Press "shift F10" during the install phase (GUI part)

It will open a comand prompt. Type taskmgr, goto applications, brouse, and you can look at your D drive to make sure the drive was addressed correctly .. it could have changed to another letter.


----------



## reliant_data (Jul 9, 2007)

Okay, I did that and the only drive that shows up in the browse window is C:. No cd drive.


----------



## bilbus (Aug 29, 2006)

As for the F6, you need to hit it as soon as the dell install starts, right when it boots up.

What is the eact error?
The file 'Asms' on CD-ROM is needed. Type the path where the file is located, and then click OK.
?


----------



## reliant_data (Jul 9, 2007)

FIXED!!! I got on the phone with a Dell Tech guy today and got this resolved. It turns out that the issue wasn't actually with the RAID drivers, but with the Chipset SATA controller drivers. The Dell Systems Management Tools and Documentation disk (v 5.5) didn't include the Broadcom HT1000 Chipset SATA Controller Drivers. Supposedly they're putting together a new disk with the correct drivers, but in case any one else runs into the same issue, here's what I had to do.

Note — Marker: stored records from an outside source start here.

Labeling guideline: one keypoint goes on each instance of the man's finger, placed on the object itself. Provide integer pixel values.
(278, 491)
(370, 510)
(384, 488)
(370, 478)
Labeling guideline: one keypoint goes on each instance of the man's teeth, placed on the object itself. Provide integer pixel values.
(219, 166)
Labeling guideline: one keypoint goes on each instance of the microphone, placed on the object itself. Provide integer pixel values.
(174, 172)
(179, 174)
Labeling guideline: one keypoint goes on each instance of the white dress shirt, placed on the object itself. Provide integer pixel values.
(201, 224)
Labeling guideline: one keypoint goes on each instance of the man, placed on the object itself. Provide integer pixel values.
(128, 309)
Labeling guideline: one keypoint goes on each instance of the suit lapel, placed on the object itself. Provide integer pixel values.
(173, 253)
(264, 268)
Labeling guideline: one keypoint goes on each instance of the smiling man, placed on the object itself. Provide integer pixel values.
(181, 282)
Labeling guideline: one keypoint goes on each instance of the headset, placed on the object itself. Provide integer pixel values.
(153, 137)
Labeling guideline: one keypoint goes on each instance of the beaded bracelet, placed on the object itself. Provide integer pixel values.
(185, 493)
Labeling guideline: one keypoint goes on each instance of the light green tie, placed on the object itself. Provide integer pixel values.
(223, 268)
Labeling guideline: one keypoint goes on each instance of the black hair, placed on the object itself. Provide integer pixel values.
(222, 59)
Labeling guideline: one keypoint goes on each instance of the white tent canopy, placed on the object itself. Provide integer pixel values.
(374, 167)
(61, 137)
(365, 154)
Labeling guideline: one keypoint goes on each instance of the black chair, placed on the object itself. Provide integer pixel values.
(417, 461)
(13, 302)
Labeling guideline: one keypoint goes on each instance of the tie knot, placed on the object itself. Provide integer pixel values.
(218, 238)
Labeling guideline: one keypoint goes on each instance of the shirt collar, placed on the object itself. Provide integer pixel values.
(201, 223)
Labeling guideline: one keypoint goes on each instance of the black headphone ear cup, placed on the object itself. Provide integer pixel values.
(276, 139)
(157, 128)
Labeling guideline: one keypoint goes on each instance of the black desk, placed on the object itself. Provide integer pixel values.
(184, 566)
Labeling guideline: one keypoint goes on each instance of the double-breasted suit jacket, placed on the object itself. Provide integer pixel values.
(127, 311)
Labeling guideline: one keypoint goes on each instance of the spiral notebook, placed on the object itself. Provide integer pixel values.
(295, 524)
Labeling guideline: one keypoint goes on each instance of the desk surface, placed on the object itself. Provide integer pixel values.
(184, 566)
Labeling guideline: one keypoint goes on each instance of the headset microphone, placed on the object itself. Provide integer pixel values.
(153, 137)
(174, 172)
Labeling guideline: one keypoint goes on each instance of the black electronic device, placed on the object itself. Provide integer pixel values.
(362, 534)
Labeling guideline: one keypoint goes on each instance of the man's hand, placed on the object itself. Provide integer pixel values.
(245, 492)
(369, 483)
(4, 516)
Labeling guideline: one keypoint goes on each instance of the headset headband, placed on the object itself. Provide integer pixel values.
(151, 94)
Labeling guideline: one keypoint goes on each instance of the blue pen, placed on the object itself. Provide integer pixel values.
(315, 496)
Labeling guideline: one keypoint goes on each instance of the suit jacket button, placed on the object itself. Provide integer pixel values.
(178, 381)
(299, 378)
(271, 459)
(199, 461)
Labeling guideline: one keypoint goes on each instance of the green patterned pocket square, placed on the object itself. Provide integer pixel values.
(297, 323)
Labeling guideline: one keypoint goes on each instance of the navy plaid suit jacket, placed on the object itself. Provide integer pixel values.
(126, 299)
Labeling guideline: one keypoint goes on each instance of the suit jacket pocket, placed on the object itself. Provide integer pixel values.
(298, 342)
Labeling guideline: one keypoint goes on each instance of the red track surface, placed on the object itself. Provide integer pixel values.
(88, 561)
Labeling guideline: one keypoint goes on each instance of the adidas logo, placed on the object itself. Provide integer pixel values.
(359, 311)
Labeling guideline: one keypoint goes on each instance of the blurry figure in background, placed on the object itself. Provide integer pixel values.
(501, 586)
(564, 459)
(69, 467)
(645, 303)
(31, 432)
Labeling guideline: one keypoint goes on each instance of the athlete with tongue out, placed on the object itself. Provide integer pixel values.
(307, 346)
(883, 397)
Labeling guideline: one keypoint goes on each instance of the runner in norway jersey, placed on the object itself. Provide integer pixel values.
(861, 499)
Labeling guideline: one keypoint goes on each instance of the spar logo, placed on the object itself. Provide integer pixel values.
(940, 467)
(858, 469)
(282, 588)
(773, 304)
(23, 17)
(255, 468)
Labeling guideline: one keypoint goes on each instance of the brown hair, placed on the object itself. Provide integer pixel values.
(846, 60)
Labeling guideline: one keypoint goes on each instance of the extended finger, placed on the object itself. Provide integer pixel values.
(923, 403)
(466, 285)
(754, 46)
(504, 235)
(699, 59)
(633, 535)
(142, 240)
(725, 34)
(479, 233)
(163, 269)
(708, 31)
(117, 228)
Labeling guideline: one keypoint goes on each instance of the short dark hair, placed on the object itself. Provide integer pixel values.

Go to the Dell Website and download the correct Chipset drivers for you machine. Mine for the T605 were at: http://ftp.us.dell.com/chipset/Broadcom_QDMA-Broadcom-Chips_A00_R174387.exe

Unzip the self-extracting file to a USB key or floppy (CD won't work because the drive won't be recognized)

Run the setup from the Dell SMTD Disk like normal. After the GUI Installation and a reboot, you'll get the message I described above asking for a path. 

Leave the window open (don't hit cancel!) and go to the Control Panel --> System --> Device Manager. Use 'Update Drivers' on the uninstalled device (mine was listed as a RAID Controller even though my Perc 6/i was listed as installed). 

Select the drivers from your USB key and, once the drivers install, you should be able to go back to the error window, click Browse and see the CD Drive. Put your SBS 2003 Disk in and Setup should resume as normal.

A+ for Dell Support on this one. It would have taken me forever to work this out without their help.

Thanks also to Bilbus on trying to help me out on this one. I appreciate it!


----------



## bilbus (Aug 29, 2006)

Strange, their boot disk should have loaded the drivers for you .. i beleve they use a linux ISO to preload the drivers.


----------



## reliant_data (Jul 9, 2007)

They do, but the technician said that for some reason those particular drivers had been overlooked. The server has an AMD processor, which is relatively new for Dell, so I guess they're still working out the kinks? We'll go with that anyway. In any case, the problem is supposed to be fixed with the next version of the SMTD, but, in the meantime, maybe this thread will help someone out.


----------



## bilbus (Aug 29, 2006)

Dell has had AMDs for many years now. Atleast 3 or 4.

that was just a screw up on dell's part.


----------